That love seems to be the grandest ingredient in Smith’s pantry. From his husband to his hometown, from kitchens to kids, he pours it on.

METRO WEEKLY: Considering your work with kids, Common Threads, I want to know about your own childhood. The part of Florida you come from, that’s not beaches and art deco. That’s country.

ART SMITH: It is very country. It’s a very rural part of the South. I grew up right on the border of south Georgia, north Florida. The county’s called Hamilton, mostly known for the river that runs through it, the Suwannee. And author Lillian Smith came from there, who was a major activist for equality. She wrote a great book, Strange Fruit.

Even though it was the sticks, there was this amazing stuff. Zora Neale Hurston also wasn’t from far away. Another who wasn’t far away was Marjorie Kinnan Rawlings. It’s interesting that in this kind of backland swamps part of the country, there was a lot of genius.

MW: What about the food in your youth?

SMITH: What kind of food?

MW: I don’t know. Macaroni and cheese in a box?

SMITH: No, no, no. We had a farm, which we still have.

MW: What kind of farm?

SMITH: A family farm. We raised cattle and tobacco, but we had a garden. We ate from the land. I grew up that way. We did not eat processed food. Everything we made was from scratch, as they say. There wasn’t a cake made from a mix, and there wasn’t macaroni and cheese from a box. We didn’t have that. I mean, it was there, but we didn’t eat it. And once you’ve had the real thing, you sure as hell don’t want the unreal thing.

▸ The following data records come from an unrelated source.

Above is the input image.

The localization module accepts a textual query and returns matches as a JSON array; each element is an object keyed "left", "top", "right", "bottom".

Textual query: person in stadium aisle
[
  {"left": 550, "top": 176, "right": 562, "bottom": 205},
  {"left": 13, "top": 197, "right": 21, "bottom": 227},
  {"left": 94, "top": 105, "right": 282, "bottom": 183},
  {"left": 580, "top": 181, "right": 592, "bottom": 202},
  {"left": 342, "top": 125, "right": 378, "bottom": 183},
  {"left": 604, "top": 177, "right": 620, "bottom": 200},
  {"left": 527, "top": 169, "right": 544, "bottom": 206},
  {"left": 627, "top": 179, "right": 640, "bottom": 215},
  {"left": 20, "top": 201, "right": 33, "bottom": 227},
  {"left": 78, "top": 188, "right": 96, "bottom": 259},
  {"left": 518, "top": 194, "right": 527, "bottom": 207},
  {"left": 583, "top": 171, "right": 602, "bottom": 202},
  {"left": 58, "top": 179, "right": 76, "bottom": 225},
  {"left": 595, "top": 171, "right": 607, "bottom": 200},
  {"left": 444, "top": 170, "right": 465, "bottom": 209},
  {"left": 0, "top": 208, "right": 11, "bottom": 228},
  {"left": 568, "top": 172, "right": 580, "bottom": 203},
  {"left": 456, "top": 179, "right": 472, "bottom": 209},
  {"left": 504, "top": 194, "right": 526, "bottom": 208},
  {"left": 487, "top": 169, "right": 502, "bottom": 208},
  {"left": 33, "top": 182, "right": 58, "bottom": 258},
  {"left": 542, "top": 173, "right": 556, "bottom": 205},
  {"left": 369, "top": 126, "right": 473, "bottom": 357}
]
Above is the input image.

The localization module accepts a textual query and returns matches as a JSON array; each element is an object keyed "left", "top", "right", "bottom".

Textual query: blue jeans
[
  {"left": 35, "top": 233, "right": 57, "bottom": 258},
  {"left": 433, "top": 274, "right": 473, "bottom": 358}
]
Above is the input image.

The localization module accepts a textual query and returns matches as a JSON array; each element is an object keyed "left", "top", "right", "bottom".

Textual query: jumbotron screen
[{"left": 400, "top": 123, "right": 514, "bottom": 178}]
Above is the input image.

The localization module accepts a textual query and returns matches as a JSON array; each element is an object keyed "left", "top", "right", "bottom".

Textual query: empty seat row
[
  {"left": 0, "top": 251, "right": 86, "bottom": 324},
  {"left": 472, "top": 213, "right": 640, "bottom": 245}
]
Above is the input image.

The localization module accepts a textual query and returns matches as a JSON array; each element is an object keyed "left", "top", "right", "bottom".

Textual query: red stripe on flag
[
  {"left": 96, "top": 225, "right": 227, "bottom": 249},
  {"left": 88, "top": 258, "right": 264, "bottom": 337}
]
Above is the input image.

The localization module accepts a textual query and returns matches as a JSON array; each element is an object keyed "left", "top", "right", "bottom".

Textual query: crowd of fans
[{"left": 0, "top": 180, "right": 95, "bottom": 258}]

When there’s a funeral, there was a lot of food. When there’s a celebration, there’s a lot of food. It’s a very emotional part of the country.

MW: You had a happy childhood?

SMITH: I was bullied quite badly in school. I recently asked my mother, ”Do you remember it?” She said yes. I said, ”Do you think they remember it?” ”Yes, but they’re nice to you now.”

It’s funny how you have to get famous in order for people to be nice to you.

There are things I totally reconnect back to my childhood. I recently saw that movie, The Help. Did you see it?

MW: Yeah.

SMITH: There’s that scene where Aibileen (played by Viola Davis) has to leave the little girl, and the little girl is screaming, crying, because she doesn’t want to be separated. I was raised that way. We didn’t have separate bathrooms and all that stuff – my family, for the 1960s, we were pretty with it. But my father had two sons. One drove a tractor and one just wanted to play piano and whatever.

MW: You were the one who wanted to play piano?

SMITH: Yes. And I wanted an Easy-Bake Oven, but I never got one, because it was too girly.

My mother went back to work when I was 3 months old, and Leila raised me. She was our nanny. I was about 10 or 11 when I was separated from Leila. My father said, ”She’s spoiling you, Art. You won’t be able to function in life.” I swear, it was like saying, ”Son, she’s makin’ you gay.” He just couldn’t figure out why he had a gay son.

MW: That must’ve left a scar.

SMITH: Oh, it was painful! Trust me, when I saw that movie I cried. I could see myself. One of the things about all that is I believe that what it did was make me more compassionate, more understanding.

MW: The separation from Leila?

SMITH: The separation, the way I grew up, everything. I don’t think I could’ve worked for Oprah Winfrey if I hadn’t been raised by a black woman. Period.